1st Minister of Religious Affairs
- In office 30 September 1945 – 14 November 1945
- President: Sukarno
- Preceded by: None, new term
- Succeeded by: Rasjidi
- In office 6 September 1950 – 3 April 1952
- President: Sukarno
- Preceded by: Masjkur
- Succeeded by: Fakih Usman
- In office 20 December 1949 – 6 September 1950
- President: Sukarno
- Preceded by: Masjkur
- Succeeded by: Masjkur

Personal details
- Born: 1 June 1914 Jombang, East Java, Dutch East Indies
- Died: 19 April 1953 (aged 38) Cimahi, West Java, Indonesia
- Cause of death: Traffic collision
- Spouse: Siti Sholehah binti K.H. Bisri Syansuri
- Children: K.H. Abdurrahman Wahid Aisyah Hamid Baidlowi K.H. Salahuddin Wahid dr. Umar Wahid, Sp.P Lily Chodijah Wahid Hasyim Wahid

= Wahid Hasyim =

Indonesian ulama and politician (1914–1953)

Abdul Wahid Hasyim (1 June 1914 – 19 April 1953) was an Indonesian ulama and politician. He served as the first Minister of Religious Affairs in the government of President Sukarno of Indonesia, from 1945 and from 1949 to 1952.

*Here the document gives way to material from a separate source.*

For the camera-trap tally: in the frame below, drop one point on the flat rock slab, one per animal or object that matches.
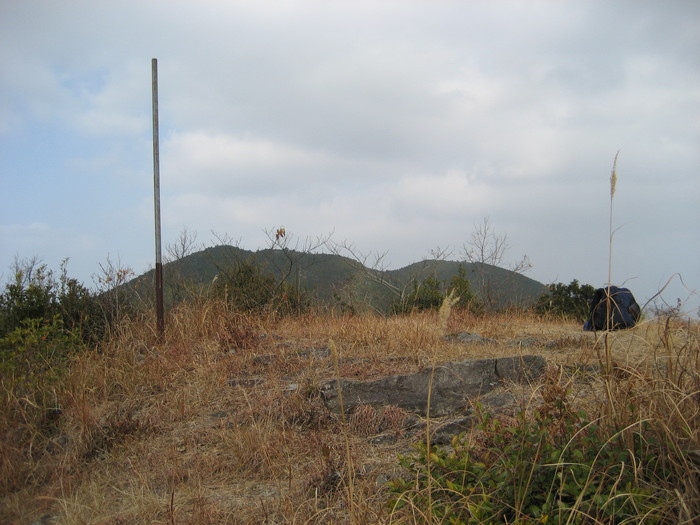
(450, 385)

==Early life and education==
Abdul Wahid Hasyim was born on 1 June 1914 in Jombang, a city in Jombang Regency, East Java, as the eldest child and son of the 15 children of Hasyim Asy'ari, an ulama (religious schjolar), and Nafiqah binti Ilyas. At the age of seven, he completed the Quran by learning from his father. By the age of 15, Hasyim was known to be proficient in the Latin script, Dutch, and English, despite never having received a colonial education. He began his education at the Madrasah Salafiyah within the Tebuireng Islamic boarding school (pesantren) and also deepened his knowledge at several other Islamic boarding schools, such as Pondok Siwalan in Panji, a historic institution in Sidoarjo. After spending a year at Pondok Siwalan, Hasyim moved to the Lirboyo Islamic boarding school in Kediri. He subsequently broadened his knowledge by subscribing to various domestic and international magazines and taking language courses in Dutch, Arabic and English. In 1932, Hasyim performed the Hajj in Mecca and remained there until 1933, using the time to further his religious studies. Upon returning from Mecca, although only 19 years old, he began to immerse himself in the movement, focusing primarily on enhancing the quality of Islamic boarding schools to cultivate intellectually minded students.
==Political career==
Hasyim served as a member of the Nahdlatul Ulama (NU) Executive Board. In 1943, when the Japanese invaded the Dutch East Indies, all organizations were banned from operating, including Nahdlatul Ulama. The only Islamic organization permitted to operate was MIAI (Majelis Islam A'la Indonesia, the Supreme Islamic Council of Indonesia), which he led. This position placed him at the heart of the Indonesian nation's struggle during the Japanese occupation; he became a member of the Central Advisory Council (Chūō Sangiin), then the Investigating Committee for Preparatory Work for Independence (BPUPK), and eventually served on the Preparatory Committee for Indonesian Independence (PPKI).

== Personal life ==
In 1939, Wahid met Solehah, his cousin, at a wedding ceremony, and married her the same year. From this marriage, the couple had six children: Abdurrahman Wahid, Aisyah Hamid Baidlowi, Salahuddin Wahid, Umar Wahid, Lily Chodijah Wahid, and Hasyim Wahid.

== Death ==
Wahid died following a traffic accident on 18 April 1953, where the vehicle that he was riding on collided with a truck in Cimindi. His son, Abdurrahman Wahid, and Argo Sutjipto, the secretary of the central board of Nahdlatul Ulama, were also occupying the vehicle during the incident. Wahid and Sutjipto were severely injured and it took four hours before they were able to be transported to the nearest medical center, Borromeus Hospital. Abdurrahman survived the crash, but Wahid died on April 19, followed by Sutjipto the next day.